Por el promotor de lectura Adrián Guerra Pensado
Cielo de Hiroshima, 6 de agosto de 1945
El avión B-29 trae en su vientre un objeto de tres metros de largo y más de cuatro toneladas de peso. A las ocho y cuarto de la mañana el piloto recibe la orden de dejarlo caer. Apenas demora un minuto en tocar tierra de Hiroshima. La explosión de aquella bomba de uranio equivale a cuarenta millones de cartuchos de dinamita. El inmenso hongo blanco se levanta. En 1970 se publican por vez primera algunas de las fotos de las víctimas de las radiaciones pues eran secreto militar.
El otro hongo
Tres días después de Hiroshima, otro B-29 sobrevuela el cielo japonés. El objetivo era probar la bomba de plutonio en la ciudad de Kokura, pero el mal tiempo y la falta de combustible sellaron la suerte de Nagasaki.
El padre de la bomba
Robert Oppenheimer, que había dirigido los experimentos atómicos previos al empleo de las bombas, tres meses después de los ataques a Hiroshima y Nagasaki, le confesó al presidente estadounidense Harry Truman: Siento que mis manos están manchadas de sangre.

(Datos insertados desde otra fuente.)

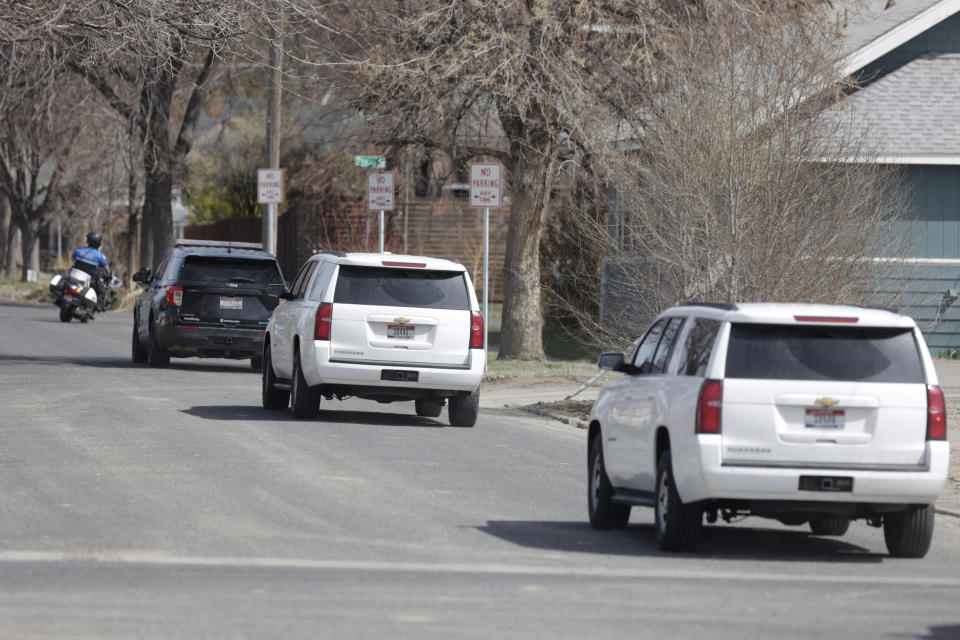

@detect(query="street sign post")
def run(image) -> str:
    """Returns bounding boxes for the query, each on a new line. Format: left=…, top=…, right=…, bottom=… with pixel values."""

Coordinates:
left=367, top=171, right=393, bottom=253
left=470, top=162, right=503, bottom=349
left=257, top=169, right=283, bottom=254
left=353, top=156, right=387, bottom=169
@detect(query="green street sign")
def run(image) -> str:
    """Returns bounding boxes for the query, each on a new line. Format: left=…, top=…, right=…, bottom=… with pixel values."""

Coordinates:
left=353, top=156, right=387, bottom=169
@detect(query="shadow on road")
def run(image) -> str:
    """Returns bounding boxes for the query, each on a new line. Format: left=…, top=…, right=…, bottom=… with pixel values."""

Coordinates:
left=180, top=405, right=446, bottom=428
left=0, top=354, right=139, bottom=369
left=478, top=520, right=884, bottom=564
left=894, top=624, right=960, bottom=640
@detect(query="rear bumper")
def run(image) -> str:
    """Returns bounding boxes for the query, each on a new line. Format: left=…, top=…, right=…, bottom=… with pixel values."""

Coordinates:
left=301, top=341, right=486, bottom=397
left=677, top=435, right=950, bottom=504
left=157, top=324, right=264, bottom=358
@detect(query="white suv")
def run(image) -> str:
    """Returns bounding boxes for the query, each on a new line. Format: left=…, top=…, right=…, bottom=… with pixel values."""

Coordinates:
left=587, top=304, right=950, bottom=557
left=262, top=251, right=487, bottom=427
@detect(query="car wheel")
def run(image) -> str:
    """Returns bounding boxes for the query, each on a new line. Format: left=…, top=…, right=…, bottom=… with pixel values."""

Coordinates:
left=447, top=390, right=480, bottom=427
left=290, top=352, right=320, bottom=418
left=413, top=398, right=443, bottom=418
left=883, top=505, right=934, bottom=558
left=260, top=344, right=290, bottom=410
left=810, top=518, right=850, bottom=536
left=653, top=449, right=703, bottom=551
left=587, top=437, right=630, bottom=529
left=147, top=322, right=170, bottom=368
left=130, top=319, right=149, bottom=364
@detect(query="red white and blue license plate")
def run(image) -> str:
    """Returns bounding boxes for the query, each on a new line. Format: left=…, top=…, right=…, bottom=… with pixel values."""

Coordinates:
left=387, top=324, right=417, bottom=340
left=804, top=409, right=846, bottom=429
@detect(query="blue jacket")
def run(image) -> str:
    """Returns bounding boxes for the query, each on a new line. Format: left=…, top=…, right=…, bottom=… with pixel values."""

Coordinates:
left=73, top=247, right=109, bottom=267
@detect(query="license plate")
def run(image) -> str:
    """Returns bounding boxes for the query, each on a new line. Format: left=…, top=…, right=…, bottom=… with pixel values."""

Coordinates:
left=806, top=409, right=846, bottom=429
left=387, top=324, right=417, bottom=340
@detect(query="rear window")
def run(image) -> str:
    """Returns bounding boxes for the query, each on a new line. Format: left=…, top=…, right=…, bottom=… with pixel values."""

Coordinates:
left=179, top=256, right=283, bottom=285
left=726, top=324, right=925, bottom=383
left=333, top=265, right=470, bottom=309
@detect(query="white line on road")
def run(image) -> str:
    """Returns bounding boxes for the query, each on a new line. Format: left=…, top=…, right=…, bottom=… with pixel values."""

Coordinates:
left=0, top=551, right=960, bottom=588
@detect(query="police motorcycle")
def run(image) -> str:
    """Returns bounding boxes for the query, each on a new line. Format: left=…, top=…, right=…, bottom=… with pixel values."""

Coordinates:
left=50, top=266, right=123, bottom=322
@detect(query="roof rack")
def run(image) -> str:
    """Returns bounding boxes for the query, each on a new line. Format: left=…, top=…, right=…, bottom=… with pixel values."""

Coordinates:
left=174, top=239, right=263, bottom=251
left=677, top=302, right=737, bottom=311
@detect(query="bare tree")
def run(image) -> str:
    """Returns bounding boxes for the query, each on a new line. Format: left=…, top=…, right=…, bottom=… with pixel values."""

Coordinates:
left=552, top=2, right=906, bottom=344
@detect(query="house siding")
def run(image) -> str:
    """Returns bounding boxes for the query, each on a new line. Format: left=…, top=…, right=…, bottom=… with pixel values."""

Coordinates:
left=859, top=13, right=960, bottom=83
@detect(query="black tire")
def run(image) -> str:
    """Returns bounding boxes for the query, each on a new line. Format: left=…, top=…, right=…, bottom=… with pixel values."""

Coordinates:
left=883, top=505, right=934, bottom=558
left=260, top=344, right=290, bottom=411
left=130, top=319, right=150, bottom=364
left=147, top=322, right=170, bottom=369
left=290, top=352, right=320, bottom=418
left=653, top=449, right=703, bottom=551
left=413, top=398, right=443, bottom=418
left=810, top=518, right=850, bottom=536
left=587, top=437, right=630, bottom=529
left=447, top=390, right=480, bottom=427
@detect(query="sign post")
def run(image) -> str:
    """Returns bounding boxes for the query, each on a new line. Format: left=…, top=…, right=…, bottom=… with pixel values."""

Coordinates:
left=367, top=171, right=393, bottom=253
left=470, top=163, right=503, bottom=349
left=257, top=169, right=283, bottom=255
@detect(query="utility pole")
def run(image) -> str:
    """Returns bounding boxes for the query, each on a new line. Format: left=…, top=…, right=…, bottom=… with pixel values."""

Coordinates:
left=260, top=2, right=283, bottom=255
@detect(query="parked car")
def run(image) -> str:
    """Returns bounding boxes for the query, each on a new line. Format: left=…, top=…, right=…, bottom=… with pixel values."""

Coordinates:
left=262, top=251, right=486, bottom=427
left=588, top=304, right=950, bottom=557
left=132, top=240, right=284, bottom=370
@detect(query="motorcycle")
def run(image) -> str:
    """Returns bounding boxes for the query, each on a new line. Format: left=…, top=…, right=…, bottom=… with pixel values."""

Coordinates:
left=50, top=267, right=123, bottom=322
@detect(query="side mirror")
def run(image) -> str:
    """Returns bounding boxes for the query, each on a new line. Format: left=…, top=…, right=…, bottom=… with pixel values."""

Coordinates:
left=132, top=267, right=151, bottom=285
left=597, top=353, right=626, bottom=371
left=267, top=284, right=294, bottom=300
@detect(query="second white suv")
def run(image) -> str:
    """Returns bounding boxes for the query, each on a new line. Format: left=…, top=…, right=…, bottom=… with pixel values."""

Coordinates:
left=262, top=251, right=486, bottom=427
left=587, top=304, right=950, bottom=557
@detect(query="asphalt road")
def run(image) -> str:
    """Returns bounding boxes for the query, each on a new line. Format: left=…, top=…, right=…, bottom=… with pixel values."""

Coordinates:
left=0, top=303, right=960, bottom=640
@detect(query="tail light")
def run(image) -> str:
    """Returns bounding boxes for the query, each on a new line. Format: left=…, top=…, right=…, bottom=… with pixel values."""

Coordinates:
left=313, top=302, right=333, bottom=340
left=927, top=387, right=947, bottom=440
left=470, top=311, right=483, bottom=349
left=167, top=287, right=183, bottom=307
left=696, top=380, right=723, bottom=433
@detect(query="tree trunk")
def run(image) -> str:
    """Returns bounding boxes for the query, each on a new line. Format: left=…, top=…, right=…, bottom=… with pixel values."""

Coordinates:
left=20, top=223, right=40, bottom=282
left=0, top=193, right=13, bottom=265
left=497, top=136, right=555, bottom=360
left=4, top=224, right=21, bottom=278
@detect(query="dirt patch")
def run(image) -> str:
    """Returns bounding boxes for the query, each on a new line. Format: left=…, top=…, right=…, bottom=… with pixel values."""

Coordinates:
left=521, top=399, right=593, bottom=429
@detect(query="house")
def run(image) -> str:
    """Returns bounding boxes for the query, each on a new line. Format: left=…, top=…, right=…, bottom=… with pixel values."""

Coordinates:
left=834, top=0, right=960, bottom=357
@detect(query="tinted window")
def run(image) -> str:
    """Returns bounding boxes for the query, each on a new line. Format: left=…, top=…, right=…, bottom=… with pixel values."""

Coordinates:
left=677, top=318, right=720, bottom=376
left=180, top=256, right=283, bottom=285
left=333, top=265, right=470, bottom=309
left=633, top=320, right=667, bottom=369
left=652, top=318, right=683, bottom=373
left=726, top=324, right=924, bottom=382
left=293, top=262, right=317, bottom=300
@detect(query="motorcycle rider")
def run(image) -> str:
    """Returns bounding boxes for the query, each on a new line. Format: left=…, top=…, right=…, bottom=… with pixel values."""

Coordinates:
left=73, top=231, right=110, bottom=310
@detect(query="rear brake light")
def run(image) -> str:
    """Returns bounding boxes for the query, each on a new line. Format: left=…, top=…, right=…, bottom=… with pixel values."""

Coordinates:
left=470, top=311, right=483, bottom=349
left=167, top=287, right=183, bottom=307
left=696, top=380, right=723, bottom=433
left=313, top=302, right=333, bottom=340
left=793, top=316, right=860, bottom=323
left=927, top=387, right=947, bottom=440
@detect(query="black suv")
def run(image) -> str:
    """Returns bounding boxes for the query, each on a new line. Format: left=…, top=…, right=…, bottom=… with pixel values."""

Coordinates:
left=132, top=240, right=284, bottom=370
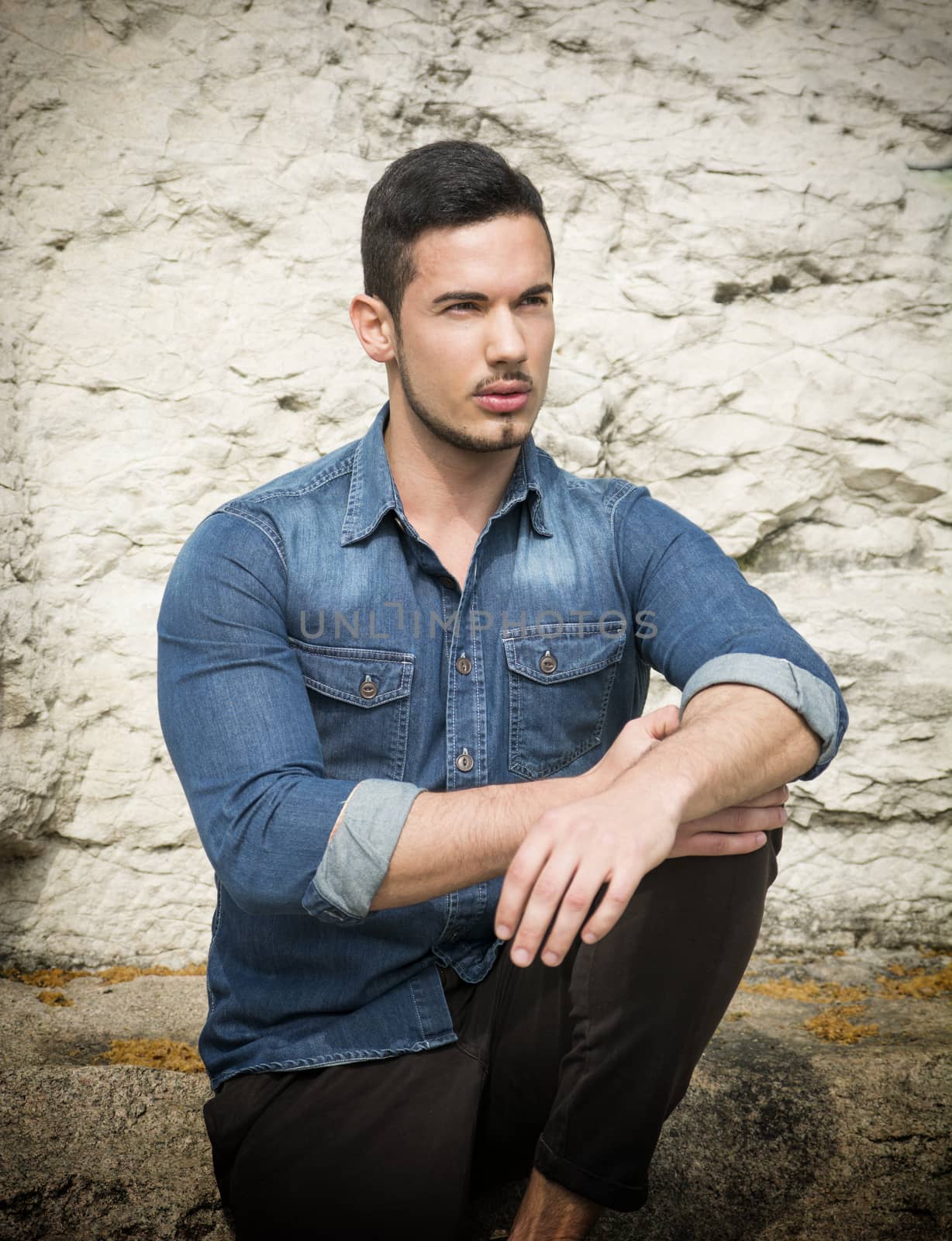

Truman le dijo a su secretario de estado: Nunca más quiero ver a este hijo de… en mi oficina.
En 1995, la Institución Smithsoniana anunció una gran exposición sobre las explosiones de Hiroshima y Nagasaki en Washington pero el gobierno la prohibió.
Nadie en el mundo olvidará jamás que en un lapso tan breve, como el necesario para decir Buenos días les deseo a todos por acá, desaparecieron más de doscientos mil seres humanos indefensos.